Das Projekt der Varianten- und Nutzungsdiskussion erfolgt in zwei Phasen. Die erste Phase wurde soeben abgeschlossen. Dabei ging es hauptsächlich darum, ein Ziel- und Beurteilungssystem zu erarbeiten, das Variantenspektrum zu bestimmen und die Projektorganisation festzulegen. Zusätzlich wurden verschiedene Sondiergespräche mit ausgewählten direkt betroffenen Akteuren durchgeführt. So auch dem SBFB, der sich anfangs Oktober 2014 mündlich und schriftlich mit einem umfassenden Positionsbezug und klaren Erwartungen einbrachte.

Am 21. Januar 2015 wurden die Ergebnisse der Phase 1 den Vertretern der Flugplatzgemeinden, der Flugfeldbetreiberin, aviatischen Unternehmen, dem SBFB, etc. präsentiert.

Derzeit stehen zwei Ausrichtungsvarianten im Vordergrund:
Die Variante Nord mit Neubau des Flugplatzes auf dem rund 90‘000 m2 grossen Gelände der RUAG / Nidwalden AirPark AG (NAPAG) und einer westlich davon gelegenen, heute noch landwirtschaftlichen Fläche.

Die Variante Süd liegt im Südosten des Flugfelds, im Gebiet «Faden», Gemeinde Buochs.

Die ausführlichen Resultate der Phase 1 der Variantendiskussion des Flugplatzes Buochs sind in einer Statusdokumentation festgehalten, inklusive graphische Aufbereitung der vorerwähnten beiden Ausrichtungsvarianten auf den Seiten 19/20. Der Bericht umfasst auch verschiedene Grundsätze und Eckwerte der künftigen Nutzung. So beispielsweise keine Entwicklung zu einem Regionalflugplatz und daher Status eines Flugfelds ohne Flugzulassungszwang. Sodann das Prinzip der Eigenwirtschaftlicheit der Flugfeldbetreiberin, etc. Also nicht länger Subventionierung der Buochser Fliegerei mit öffentlichen Geldern, weder aus der Bundes- noch der Kantonskasse.

Die Statusdokumentation zur Variantendiskussion Phase 1 vom 21.01.2015 herunterladen

In den kommenden Tagen und Wochen analysiert der SBFB vertieft den vorerwähnten, umfassenden Statusbericht sowie den Entwurf zur Vereinbarung zu den Grundsätzen für die Entwicklung des Flugplatzes.

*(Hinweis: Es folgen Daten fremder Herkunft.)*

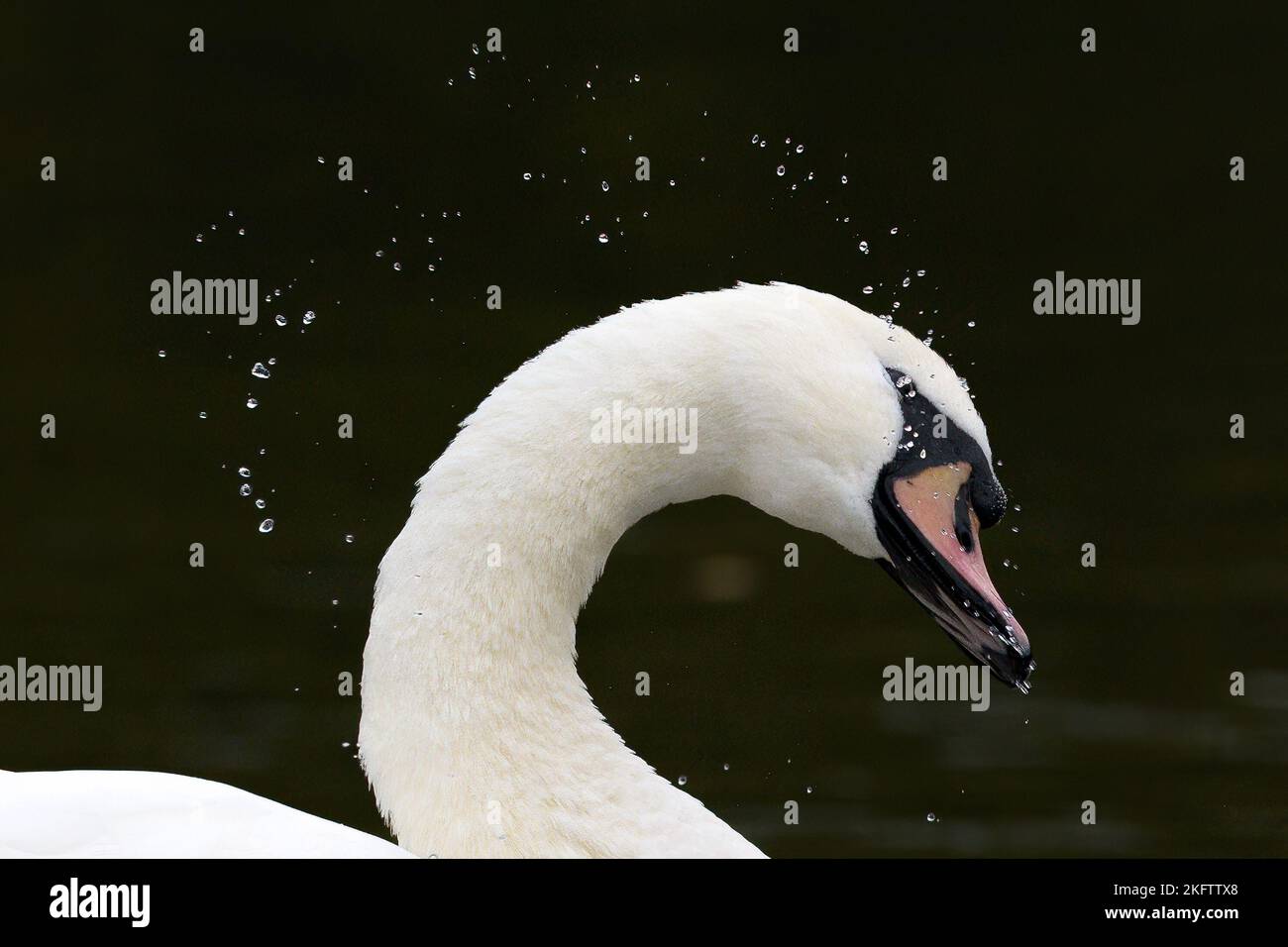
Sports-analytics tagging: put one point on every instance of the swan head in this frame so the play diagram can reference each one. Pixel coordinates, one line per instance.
(893, 462)
(928, 504)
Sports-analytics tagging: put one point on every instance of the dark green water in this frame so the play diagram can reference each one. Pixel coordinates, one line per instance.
(1113, 165)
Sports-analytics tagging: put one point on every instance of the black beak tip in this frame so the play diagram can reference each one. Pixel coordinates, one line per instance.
(1014, 667)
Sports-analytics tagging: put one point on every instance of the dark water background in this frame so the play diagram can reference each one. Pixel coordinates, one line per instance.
(1106, 165)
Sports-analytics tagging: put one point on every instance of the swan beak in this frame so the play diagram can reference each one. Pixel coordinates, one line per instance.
(930, 531)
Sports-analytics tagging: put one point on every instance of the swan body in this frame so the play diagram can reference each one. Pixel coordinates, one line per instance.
(141, 814)
(477, 735)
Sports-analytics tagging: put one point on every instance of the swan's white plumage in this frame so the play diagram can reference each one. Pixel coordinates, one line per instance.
(141, 814)
(477, 733)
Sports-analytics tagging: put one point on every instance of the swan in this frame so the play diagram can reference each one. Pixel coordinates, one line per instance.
(478, 737)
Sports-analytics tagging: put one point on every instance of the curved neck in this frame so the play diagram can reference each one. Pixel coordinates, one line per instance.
(477, 733)
(478, 736)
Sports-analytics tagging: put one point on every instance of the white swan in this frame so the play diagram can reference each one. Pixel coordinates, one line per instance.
(477, 735)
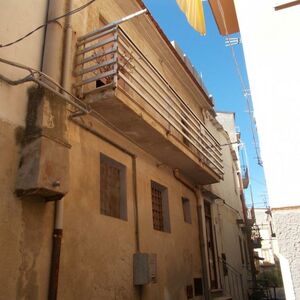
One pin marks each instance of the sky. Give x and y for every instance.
(215, 64)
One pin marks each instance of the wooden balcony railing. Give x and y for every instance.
(109, 59)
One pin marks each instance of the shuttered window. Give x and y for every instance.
(160, 207)
(112, 188)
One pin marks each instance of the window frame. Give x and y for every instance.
(165, 226)
(122, 213)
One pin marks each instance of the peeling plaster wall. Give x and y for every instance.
(25, 231)
(287, 228)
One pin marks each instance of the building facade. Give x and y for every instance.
(268, 30)
(111, 158)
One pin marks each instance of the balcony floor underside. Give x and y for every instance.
(137, 125)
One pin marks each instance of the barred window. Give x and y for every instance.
(160, 207)
(186, 210)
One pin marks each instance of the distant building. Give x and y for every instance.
(117, 179)
(269, 32)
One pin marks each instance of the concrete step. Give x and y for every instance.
(216, 292)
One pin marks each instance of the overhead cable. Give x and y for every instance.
(76, 10)
(245, 90)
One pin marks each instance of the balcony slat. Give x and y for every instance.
(166, 118)
(158, 98)
(95, 78)
(197, 120)
(173, 116)
(95, 46)
(97, 55)
(194, 128)
(96, 67)
(97, 36)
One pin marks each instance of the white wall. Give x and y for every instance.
(272, 45)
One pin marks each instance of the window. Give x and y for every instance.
(241, 250)
(186, 210)
(198, 286)
(160, 207)
(112, 188)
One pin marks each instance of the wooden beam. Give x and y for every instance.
(287, 5)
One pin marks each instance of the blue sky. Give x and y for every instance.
(215, 63)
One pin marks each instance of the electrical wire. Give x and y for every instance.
(245, 90)
(76, 10)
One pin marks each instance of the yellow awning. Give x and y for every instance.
(193, 10)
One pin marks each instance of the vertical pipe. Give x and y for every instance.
(59, 204)
(135, 199)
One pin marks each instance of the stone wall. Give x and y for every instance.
(287, 226)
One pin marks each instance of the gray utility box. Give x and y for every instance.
(144, 268)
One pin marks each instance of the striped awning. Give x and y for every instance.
(193, 10)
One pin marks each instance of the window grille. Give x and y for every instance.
(157, 208)
(112, 188)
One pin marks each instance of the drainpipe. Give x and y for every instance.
(201, 230)
(59, 204)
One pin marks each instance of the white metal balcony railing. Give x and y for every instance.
(109, 59)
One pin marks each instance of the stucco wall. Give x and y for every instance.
(25, 230)
(103, 246)
(287, 228)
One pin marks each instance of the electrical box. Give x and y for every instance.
(144, 268)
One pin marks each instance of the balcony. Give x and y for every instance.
(122, 85)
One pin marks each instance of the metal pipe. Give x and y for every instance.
(54, 42)
(59, 204)
(201, 231)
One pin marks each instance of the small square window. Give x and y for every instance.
(198, 286)
(160, 207)
(186, 210)
(112, 188)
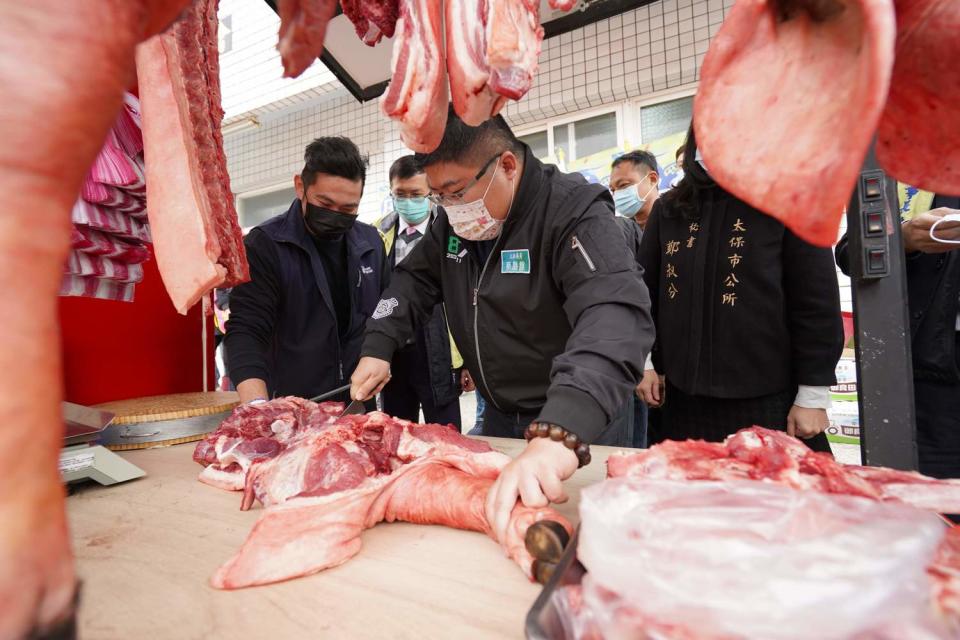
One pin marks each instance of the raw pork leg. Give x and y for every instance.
(513, 45)
(787, 108)
(917, 141)
(306, 535)
(473, 98)
(372, 19)
(303, 26)
(417, 95)
(197, 239)
(67, 64)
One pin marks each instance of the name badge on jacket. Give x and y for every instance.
(515, 261)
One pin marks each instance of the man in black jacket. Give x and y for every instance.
(933, 289)
(543, 297)
(427, 372)
(315, 277)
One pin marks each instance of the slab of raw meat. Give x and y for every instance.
(514, 36)
(372, 19)
(763, 454)
(64, 71)
(257, 432)
(787, 107)
(197, 239)
(917, 139)
(303, 26)
(467, 67)
(332, 483)
(417, 95)
(737, 559)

In der Phase 2 der Variantendiskussion erfolgt die Ausarbeitung der Varianten, die Ermittlung der Auswirkungen auf die Umwelt sowie die Wirtschaft und Gesellschaft. Sodann die Beurteilung der Varianten nach verschiedenen Kriterien.
Schliesslich geht es absolut zentral um die künftige Organisation und Finanzierung. Spätestens dann schlägt die Stunde der Wahrheit und Realität.

Wie präsentiert sich wohl die so genannte «Bestvariante», die Ende 2015 vorliegen soll?